So says two Victorian teachers, who claim the sheer volume of marking and their schools’ expectations with the turnaround are impossible for some to fulfil without resorting to these measures.

“They've upped the ante with student feedback, but now teachers are so overwhelmed by it they find ways around the marking workload to try and shortcut it,” one teacher told EducationHQ.

“I know some of my colleagues are using AI marking guides to mark students’ work, they're using AI to mark assignments, they're using voice feedback (tools), they're using rubrics to tick boxes and they are outsourcing marking to other people and paying them to do it.”

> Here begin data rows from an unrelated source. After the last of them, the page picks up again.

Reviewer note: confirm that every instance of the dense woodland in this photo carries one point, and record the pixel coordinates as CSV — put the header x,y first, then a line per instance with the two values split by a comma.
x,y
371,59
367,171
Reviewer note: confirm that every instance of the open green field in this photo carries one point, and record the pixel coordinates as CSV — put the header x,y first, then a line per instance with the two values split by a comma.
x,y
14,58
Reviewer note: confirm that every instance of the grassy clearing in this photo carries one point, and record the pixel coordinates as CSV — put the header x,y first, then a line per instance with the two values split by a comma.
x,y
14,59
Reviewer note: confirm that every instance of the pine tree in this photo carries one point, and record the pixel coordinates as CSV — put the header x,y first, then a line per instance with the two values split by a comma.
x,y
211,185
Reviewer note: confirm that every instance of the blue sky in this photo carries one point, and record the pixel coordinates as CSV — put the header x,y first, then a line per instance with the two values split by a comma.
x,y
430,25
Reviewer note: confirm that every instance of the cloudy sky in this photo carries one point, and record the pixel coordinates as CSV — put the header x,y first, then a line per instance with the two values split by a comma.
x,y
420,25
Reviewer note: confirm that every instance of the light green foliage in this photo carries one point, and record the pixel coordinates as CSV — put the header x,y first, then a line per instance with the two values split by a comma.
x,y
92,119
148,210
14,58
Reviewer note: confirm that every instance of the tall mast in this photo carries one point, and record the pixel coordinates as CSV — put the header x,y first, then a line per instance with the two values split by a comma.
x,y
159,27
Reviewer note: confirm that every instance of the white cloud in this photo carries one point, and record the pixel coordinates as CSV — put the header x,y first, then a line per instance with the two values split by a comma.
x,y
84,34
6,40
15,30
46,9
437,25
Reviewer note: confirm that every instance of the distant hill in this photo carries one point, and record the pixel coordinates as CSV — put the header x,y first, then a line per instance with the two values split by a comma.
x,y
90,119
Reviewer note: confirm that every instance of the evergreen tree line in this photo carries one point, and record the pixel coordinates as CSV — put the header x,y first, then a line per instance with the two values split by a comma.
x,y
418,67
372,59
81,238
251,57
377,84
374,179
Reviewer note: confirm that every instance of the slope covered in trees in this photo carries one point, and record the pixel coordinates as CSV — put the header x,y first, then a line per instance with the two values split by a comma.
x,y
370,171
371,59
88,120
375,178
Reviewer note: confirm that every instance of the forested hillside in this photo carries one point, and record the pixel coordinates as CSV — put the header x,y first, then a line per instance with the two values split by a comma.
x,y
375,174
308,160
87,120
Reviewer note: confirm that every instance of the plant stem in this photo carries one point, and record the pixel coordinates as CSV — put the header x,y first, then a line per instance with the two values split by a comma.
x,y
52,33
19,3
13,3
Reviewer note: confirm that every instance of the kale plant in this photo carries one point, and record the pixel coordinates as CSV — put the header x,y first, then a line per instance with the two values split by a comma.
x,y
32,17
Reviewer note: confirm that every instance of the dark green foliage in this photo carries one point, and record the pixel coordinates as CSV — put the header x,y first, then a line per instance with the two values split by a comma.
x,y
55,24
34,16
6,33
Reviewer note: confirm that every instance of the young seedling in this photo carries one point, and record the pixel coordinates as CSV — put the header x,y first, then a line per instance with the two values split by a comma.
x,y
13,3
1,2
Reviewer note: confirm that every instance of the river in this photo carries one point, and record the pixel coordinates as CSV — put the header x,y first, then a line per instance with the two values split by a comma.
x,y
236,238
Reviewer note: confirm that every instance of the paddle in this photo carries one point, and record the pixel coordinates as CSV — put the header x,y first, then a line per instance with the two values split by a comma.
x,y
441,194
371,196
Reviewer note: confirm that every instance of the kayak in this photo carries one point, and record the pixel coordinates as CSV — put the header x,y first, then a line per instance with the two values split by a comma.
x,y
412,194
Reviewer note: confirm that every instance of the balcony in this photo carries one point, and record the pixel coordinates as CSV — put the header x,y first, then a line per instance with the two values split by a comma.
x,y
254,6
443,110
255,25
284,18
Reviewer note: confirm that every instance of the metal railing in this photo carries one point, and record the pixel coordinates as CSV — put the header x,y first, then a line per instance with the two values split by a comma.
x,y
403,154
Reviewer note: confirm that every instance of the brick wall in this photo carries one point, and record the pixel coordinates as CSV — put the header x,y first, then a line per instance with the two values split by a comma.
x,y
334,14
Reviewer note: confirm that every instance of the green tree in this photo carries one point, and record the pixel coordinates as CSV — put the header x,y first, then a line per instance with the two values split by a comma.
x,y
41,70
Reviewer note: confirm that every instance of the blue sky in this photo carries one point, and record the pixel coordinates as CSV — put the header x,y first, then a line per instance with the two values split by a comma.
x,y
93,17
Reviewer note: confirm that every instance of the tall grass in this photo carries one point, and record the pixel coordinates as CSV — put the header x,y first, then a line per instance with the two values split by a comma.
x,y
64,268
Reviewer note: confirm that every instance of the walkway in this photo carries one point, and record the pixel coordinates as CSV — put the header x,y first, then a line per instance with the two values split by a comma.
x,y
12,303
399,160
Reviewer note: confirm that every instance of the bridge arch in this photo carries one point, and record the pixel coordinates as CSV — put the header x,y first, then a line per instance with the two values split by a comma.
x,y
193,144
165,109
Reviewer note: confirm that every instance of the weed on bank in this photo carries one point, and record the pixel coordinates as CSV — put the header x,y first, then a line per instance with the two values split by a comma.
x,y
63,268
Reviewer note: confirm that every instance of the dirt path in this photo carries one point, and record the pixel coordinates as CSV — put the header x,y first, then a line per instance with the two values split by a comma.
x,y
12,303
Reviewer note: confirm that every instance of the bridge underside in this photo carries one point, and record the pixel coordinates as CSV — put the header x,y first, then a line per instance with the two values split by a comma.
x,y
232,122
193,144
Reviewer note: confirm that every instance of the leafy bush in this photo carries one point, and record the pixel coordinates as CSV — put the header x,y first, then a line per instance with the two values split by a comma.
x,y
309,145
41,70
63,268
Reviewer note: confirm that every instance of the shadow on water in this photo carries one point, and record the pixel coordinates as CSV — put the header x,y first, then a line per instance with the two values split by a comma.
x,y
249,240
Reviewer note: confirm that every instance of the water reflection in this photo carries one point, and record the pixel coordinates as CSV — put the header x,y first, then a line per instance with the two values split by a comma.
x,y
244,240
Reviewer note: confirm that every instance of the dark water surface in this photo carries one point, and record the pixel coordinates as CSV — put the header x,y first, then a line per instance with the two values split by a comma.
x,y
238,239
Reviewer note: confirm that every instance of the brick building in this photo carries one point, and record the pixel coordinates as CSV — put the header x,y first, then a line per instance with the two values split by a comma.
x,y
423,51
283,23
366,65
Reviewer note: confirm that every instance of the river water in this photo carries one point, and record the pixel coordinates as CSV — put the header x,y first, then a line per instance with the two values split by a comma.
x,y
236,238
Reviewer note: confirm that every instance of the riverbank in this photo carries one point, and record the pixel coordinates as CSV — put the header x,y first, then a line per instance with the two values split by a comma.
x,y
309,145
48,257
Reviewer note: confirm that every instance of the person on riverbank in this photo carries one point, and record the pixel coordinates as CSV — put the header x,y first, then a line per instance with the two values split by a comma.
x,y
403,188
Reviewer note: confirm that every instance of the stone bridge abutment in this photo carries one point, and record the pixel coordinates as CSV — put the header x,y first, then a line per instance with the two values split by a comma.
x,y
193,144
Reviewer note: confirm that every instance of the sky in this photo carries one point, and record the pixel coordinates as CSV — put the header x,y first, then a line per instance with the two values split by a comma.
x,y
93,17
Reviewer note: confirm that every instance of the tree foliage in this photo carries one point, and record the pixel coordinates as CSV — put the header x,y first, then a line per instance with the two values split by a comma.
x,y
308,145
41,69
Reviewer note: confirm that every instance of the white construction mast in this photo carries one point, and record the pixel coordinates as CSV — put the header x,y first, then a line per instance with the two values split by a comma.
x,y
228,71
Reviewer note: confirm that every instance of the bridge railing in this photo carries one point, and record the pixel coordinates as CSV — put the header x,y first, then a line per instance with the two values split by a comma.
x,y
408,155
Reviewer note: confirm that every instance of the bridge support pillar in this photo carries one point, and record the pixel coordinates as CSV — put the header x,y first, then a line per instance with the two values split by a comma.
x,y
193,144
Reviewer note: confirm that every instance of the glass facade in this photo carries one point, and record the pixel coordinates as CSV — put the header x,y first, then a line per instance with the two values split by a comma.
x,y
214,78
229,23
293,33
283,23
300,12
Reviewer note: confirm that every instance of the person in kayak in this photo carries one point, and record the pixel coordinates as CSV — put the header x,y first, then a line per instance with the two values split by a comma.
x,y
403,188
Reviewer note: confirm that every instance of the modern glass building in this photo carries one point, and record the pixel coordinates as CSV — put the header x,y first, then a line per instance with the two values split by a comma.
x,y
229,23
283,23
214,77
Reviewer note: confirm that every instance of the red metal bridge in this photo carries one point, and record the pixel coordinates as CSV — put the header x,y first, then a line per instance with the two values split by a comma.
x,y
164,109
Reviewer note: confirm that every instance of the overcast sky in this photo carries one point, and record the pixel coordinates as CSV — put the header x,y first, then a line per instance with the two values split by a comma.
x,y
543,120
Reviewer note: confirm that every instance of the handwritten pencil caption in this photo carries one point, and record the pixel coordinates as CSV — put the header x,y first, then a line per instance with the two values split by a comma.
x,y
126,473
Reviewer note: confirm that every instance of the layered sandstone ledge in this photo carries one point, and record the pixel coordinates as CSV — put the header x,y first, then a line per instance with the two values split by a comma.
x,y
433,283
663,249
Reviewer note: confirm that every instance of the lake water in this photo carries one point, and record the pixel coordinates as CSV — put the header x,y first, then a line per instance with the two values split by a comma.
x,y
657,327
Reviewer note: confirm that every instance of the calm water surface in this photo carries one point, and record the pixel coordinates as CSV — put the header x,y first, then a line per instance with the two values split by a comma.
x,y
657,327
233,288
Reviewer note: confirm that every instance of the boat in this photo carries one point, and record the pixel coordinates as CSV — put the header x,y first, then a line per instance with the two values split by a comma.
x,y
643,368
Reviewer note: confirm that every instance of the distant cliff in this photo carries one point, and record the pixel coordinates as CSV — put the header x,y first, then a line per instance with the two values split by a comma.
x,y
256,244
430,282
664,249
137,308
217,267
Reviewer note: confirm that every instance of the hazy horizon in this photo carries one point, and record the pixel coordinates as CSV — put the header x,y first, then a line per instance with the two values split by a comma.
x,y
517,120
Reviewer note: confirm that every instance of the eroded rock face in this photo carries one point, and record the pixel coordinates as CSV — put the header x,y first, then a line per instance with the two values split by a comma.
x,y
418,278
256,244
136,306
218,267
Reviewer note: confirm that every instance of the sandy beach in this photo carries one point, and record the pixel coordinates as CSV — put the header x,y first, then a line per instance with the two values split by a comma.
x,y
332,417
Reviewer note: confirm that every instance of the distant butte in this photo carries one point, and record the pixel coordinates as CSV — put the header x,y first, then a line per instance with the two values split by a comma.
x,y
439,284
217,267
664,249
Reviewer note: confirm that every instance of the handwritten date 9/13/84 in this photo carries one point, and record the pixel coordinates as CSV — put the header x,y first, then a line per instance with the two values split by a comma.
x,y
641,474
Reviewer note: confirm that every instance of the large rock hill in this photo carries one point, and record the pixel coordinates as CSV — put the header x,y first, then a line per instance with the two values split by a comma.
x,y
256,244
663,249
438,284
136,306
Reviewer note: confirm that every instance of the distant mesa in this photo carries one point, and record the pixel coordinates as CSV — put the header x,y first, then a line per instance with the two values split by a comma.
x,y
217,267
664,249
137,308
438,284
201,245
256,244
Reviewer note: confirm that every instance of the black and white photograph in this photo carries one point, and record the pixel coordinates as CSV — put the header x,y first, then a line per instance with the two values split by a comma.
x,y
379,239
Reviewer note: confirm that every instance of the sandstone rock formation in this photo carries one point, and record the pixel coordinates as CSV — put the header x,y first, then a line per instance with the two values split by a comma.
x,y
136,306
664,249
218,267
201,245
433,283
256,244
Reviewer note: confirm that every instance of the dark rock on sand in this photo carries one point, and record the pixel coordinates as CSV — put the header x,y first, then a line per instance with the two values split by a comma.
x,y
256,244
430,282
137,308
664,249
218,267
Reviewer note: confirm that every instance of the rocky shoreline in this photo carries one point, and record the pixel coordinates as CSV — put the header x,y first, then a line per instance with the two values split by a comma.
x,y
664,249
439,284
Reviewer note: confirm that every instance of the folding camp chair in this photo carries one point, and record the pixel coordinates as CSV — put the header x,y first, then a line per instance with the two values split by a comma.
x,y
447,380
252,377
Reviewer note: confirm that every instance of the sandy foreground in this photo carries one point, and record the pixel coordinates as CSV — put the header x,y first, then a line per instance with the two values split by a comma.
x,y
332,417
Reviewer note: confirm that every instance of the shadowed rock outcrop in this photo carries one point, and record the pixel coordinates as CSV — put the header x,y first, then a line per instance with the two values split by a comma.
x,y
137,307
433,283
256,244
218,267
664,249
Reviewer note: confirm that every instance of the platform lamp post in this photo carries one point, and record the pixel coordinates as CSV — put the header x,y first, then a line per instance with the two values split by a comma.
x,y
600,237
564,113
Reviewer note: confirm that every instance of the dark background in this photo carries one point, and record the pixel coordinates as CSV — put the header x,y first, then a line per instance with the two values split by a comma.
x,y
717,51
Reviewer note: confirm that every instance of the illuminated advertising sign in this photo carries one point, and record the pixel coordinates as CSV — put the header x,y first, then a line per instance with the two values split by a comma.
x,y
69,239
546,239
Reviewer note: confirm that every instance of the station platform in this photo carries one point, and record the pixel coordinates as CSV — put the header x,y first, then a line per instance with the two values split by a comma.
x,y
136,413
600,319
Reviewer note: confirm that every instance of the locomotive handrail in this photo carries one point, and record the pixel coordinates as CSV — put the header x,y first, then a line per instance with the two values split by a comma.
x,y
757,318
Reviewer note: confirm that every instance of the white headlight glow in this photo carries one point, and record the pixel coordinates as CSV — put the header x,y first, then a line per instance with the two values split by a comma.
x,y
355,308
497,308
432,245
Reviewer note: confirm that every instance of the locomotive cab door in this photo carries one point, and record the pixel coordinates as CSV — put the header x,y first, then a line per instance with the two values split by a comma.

Some teachers are also marking work while on lunch duty because they are so desperate, the teacher adds.

“That’s illegal – but at any point in which they can mark they try, because they're trying to speed up the process. It just never ends though.”

A continuous feedback loop 

The teacher says the need to provide continuous feedback to students and parents has become a huge focus, with a two-week turnaround policy now in place at her school. 

“The marking requirements have changed significantly. Rather than providing feedback at the beginning of the term and a semester report, now it's a continuous feedback loop and we have to be consistently communicating home about [students’] progress.

“Research suggests feedback … needs to be as immediate as possible and the two-week window is the most effective for learning.

“So, providing feedback is seen as this vital part of teaching process, even in our instructional model for how we teach.” 

Prominent education researcher John Hattie has noted the importance of not just the information provided in teachers’ feedback, but the appropriateness of its timing according to where the students are in the instructional cycle.

His meta-analysis from 2020 revealed teacher feedback had a ‘medium effect’ on student learning.

But the teacher said the volume of marking was compelling some to seek out AI help in secret.

“They don't want to admit it because they feel that it's bad practice – we spend our whole time telling students why AI is [problematic], yet we use it, because without it we can't cope.”

AI propping up unsustainable workloads

AI has become the “bread and butter” means of dealing with Department bureaucracy, the teacher adds.

“We have to do compulsory lessons plans on Compass, which is our digital platform, and teachers see that as a complete waste of time and so they usually use AI to construct their lessons plan because they don't have time.

“I think AI has allowed teachers to circumnavigate the problem that government fails to address, which is our horrendous workload – and so while they won’t admit it openly, they will use AI and sort of go back on their morals for the sake of saving everything else.”

The teacher says she is no longer willing to sacrifice her life for the job and that this is the brewing sentiment amongst her colleagues.

“The government forces teachers to make choices, and now if you're not using AI your life just becomes dictated by marking and by workload.”

AITSL data from last year shows Australian teachers are clocking up 52-hour working weeks on average, with some working up to 60 hours or even more.

Another teacher told EducationHQ that it was very difficult to complete marking during school hours.

“You’re so disrupted during the day that you have to take it home with you after staff meetings and do it in your own time. It’s impossible to focus on it otherwise.  

“Teachers are literally taking days off so they can sit at home and catch up on urgent marking because they're too overwhelmed with the volume of what they've got to get through, and especially Year 12 teachers.”

Policymakers need to spend a day in a teacher’s shoes to grasp the intensity of the job, another Melbourne educator says.

“They implement all these rules and regulations around teachers having to do more and more and more because we're trying to raise the standard.

“We're raising the standard all the time, but what they don't realise is that by piling things on teachers something then has to give. I think no longer are teachers going to choose to give away their life in the name of doing that.”

Missing guardrails

The use of AI in Victorian schools is “totally unregulated”, the teacher adds.

“We have no tools to control and to combat it and there's [vague] policies around AI use.

“So there's a lot of stress in following up with students who use it (for assignments etc) because we don't actually know what to do – we're not trained in dealing with this scourge of digital technology.”

According to guidance outlined in the Victorian Education Department's Policy and Advisory Library, schools are “strongly encouraged to ensure individuals who use generative AI tools have agency, judgement, and responsibility, and that outputs from a generative AI tool face human review prior to decisions being made".

For example, it is important that the professional judgement of teachers remains central when assessing and evaluating student progress, sequencing learning tasks, or providing student feedback, the Department notes. 

“It is also important that generative AI tools enhance rather than replace teacher and school voice. Authentic communication between teachers and students, and each school and its broader community, is crucial to building and maintaining trust." 

A recent study found teachers’ views on how their workload could be best reduced have not been fully listened to in policy circles.

Lead researcher Mihajla Gavin from University of Technology Sydney says responses to the teacher workload crisis have been mixed and even contradictory in nature across school systems and jurisdictions.